1. Pediatr Nephrol. 2010 Aug;25(8):1471-5. Epub 2010 Jan 27.
Incidence of hyponatremia in children with gastroenteritis treated with hypotonic
intravenous fluids.
Hanna M, Saberi MS.
Department of Pediatrics, Saint John Hospital and Medical Center, Detroit, MI,
USA. mina-hanna@uiowa.edu
Comment in
Pediatr Nephrol. 2010 Aug;25(8):1383-4.
Hypotonic saline solutions have been used for over five decades to treat children
with diarrheal dehydration. However, concern has recently been raised about the
potential for iatrogenic hyponatremia as a result of this therapy. We reviewed
the medical records of 531 otherwise healthy children with gastroenteritis who
had been admitted to the hospital for intravenous fluid therapy. We
retrospectively collected data on 141 of these children who had received two
serum electrolytes (one upon admission and the other 4-24 h thereafter). The
remaining 390 children were excluded because their charts lacked the required
data. We analyzed data in 124 of these 141 patients whose initial serum sodium
(Na) level was between 130-150 mEq/l and excluded 17 patients whose admission
serum sodium fell outside this range.
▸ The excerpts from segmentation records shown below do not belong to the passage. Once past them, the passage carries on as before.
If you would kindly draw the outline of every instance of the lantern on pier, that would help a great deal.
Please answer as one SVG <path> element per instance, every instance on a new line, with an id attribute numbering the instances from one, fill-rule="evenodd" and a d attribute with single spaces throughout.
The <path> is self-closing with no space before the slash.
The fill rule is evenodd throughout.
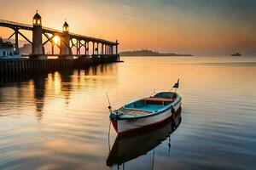
<path id="1" fill-rule="evenodd" d="M 38 14 L 38 11 L 33 17 L 33 26 L 42 26 L 42 17 Z"/>
<path id="2" fill-rule="evenodd" d="M 63 32 L 68 32 L 68 29 L 69 29 L 69 26 L 68 24 L 67 23 L 67 21 L 65 21 L 64 25 L 63 25 L 63 27 L 62 27 L 62 31 Z"/>

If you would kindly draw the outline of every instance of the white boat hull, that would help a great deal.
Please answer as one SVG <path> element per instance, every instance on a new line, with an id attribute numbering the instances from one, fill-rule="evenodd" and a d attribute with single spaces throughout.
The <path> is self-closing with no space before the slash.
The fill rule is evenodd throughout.
<path id="1" fill-rule="evenodd" d="M 172 105 L 172 107 L 170 107 L 168 110 L 151 116 L 141 117 L 137 119 L 114 120 L 112 121 L 112 123 L 119 134 L 156 125 L 166 119 L 172 118 L 172 116 L 173 115 L 172 112 L 177 112 L 178 108 L 181 106 L 181 99 L 177 99 L 177 101 L 173 102 Z M 172 111 L 172 108 L 173 108 L 174 110 Z"/>

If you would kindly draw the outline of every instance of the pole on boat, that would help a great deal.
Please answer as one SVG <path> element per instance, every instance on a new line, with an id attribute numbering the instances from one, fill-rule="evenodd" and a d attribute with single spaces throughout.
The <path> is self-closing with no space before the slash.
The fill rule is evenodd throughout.
<path id="1" fill-rule="evenodd" d="M 112 107 L 111 107 L 111 104 L 110 104 L 110 100 L 109 100 L 109 98 L 108 98 L 108 92 L 106 92 L 107 94 L 107 99 L 108 99 L 108 110 L 110 111 L 110 113 L 112 113 Z"/>
<path id="2" fill-rule="evenodd" d="M 172 86 L 171 92 L 172 92 L 172 89 L 175 88 L 175 93 L 176 93 L 178 87 L 179 87 L 179 78 L 177 79 L 177 82 Z"/>

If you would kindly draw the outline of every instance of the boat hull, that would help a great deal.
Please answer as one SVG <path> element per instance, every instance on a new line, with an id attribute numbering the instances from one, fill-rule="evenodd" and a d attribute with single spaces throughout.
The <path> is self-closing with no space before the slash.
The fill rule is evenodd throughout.
<path id="1" fill-rule="evenodd" d="M 112 120 L 112 124 L 119 135 L 125 135 L 135 131 L 158 126 L 168 119 L 175 118 L 175 114 L 181 107 L 181 100 L 175 103 L 172 107 L 154 116 L 133 119 Z"/>

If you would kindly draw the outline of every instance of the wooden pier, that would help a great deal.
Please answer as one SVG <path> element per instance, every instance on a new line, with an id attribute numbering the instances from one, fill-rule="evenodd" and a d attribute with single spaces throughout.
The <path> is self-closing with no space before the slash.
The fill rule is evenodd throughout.
<path id="1" fill-rule="evenodd" d="M 0 60 L 0 76 L 20 76 L 29 72 L 52 72 L 67 69 L 84 69 L 88 66 L 119 61 L 119 54 L 92 55 L 74 60 Z"/>

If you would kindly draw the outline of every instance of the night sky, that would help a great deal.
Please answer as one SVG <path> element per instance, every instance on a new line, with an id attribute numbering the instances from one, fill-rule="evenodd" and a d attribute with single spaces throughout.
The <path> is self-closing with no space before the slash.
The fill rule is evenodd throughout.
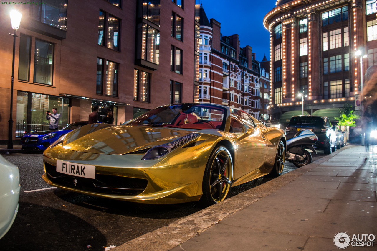
<path id="1" fill-rule="evenodd" d="M 209 20 L 221 24 L 223 35 L 238 34 L 241 46 L 249 45 L 261 61 L 265 54 L 270 60 L 270 32 L 263 26 L 263 18 L 276 7 L 276 0 L 196 0 L 202 4 Z"/>

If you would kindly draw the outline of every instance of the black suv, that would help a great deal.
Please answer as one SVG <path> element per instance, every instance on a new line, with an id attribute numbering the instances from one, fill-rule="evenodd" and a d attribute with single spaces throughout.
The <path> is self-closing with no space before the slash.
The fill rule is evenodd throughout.
<path id="1" fill-rule="evenodd" d="M 336 150 L 337 136 L 328 118 L 319 116 L 294 116 L 285 128 L 287 139 L 293 137 L 302 129 L 309 129 L 318 138 L 315 146 L 322 149 L 325 154 Z"/>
All patients were treated with intravenous
hypotonic fluids (5% dextrose in 0.2% saline, n = 4; 5% dextrose in 0.3% saline,
n = 102; 5% dextrose in 0.45% saline, n = 18 patients) as maintenance fluid
therapy or maintenance fluid plus deficit therapy; 100 of these children had
received an initial saline bolus of 21.05 +/- 8.5 ml/kg upon admission. The serum
Na level decreased by 1.7 +/- 4.3 mEq/l in the whole group. Of the 97 children
with isonatremia (Na 139.5 +/- 2.7 mEq/l) on admission, 18 (18.5%) developed mild
hyponatremia (Na 133.4 +/- 0.9 mEq/l, range 131-134), with a decrease in serum Na
of 5.7 +/- 3.1 mEq/l, and 79 remained isonatremic (Na 138.3 +/- 2.7 mEq/l), with
a decrease in serum Na of 1.8 +/- 3.4 mEq/l (p < 0.0005). There was no
significant difference in type, rate, or amount of intravenous fluid or saline
bolus (26.1 +/- 10.4 vs. 20.2 +/- 8.6 ml/kg, respectively) administered in these
two groups. Children who became hyponatremic were older (5.8 +/- 2.7 years) than
those who remained isonatremic (2.8 +/- 3.1 years) (p < 0.0005), but there was no
statistical difference in gender, degree of dehydration, and severity of
metabolic acidosis between the two groups. Although serum Na increased by 3.9 +/-
2.5 mEq/l in 19 patients with mild hyponatremia upon admission (Na 132.8 +/- 1.3
to 136.7 +/- 2.6 mEq/l) and 73% of these became isonatremic, hypotonic saline
solutions have the potential to cause hyponatremia in children with
gastroenteritis and isonatremic dehydration.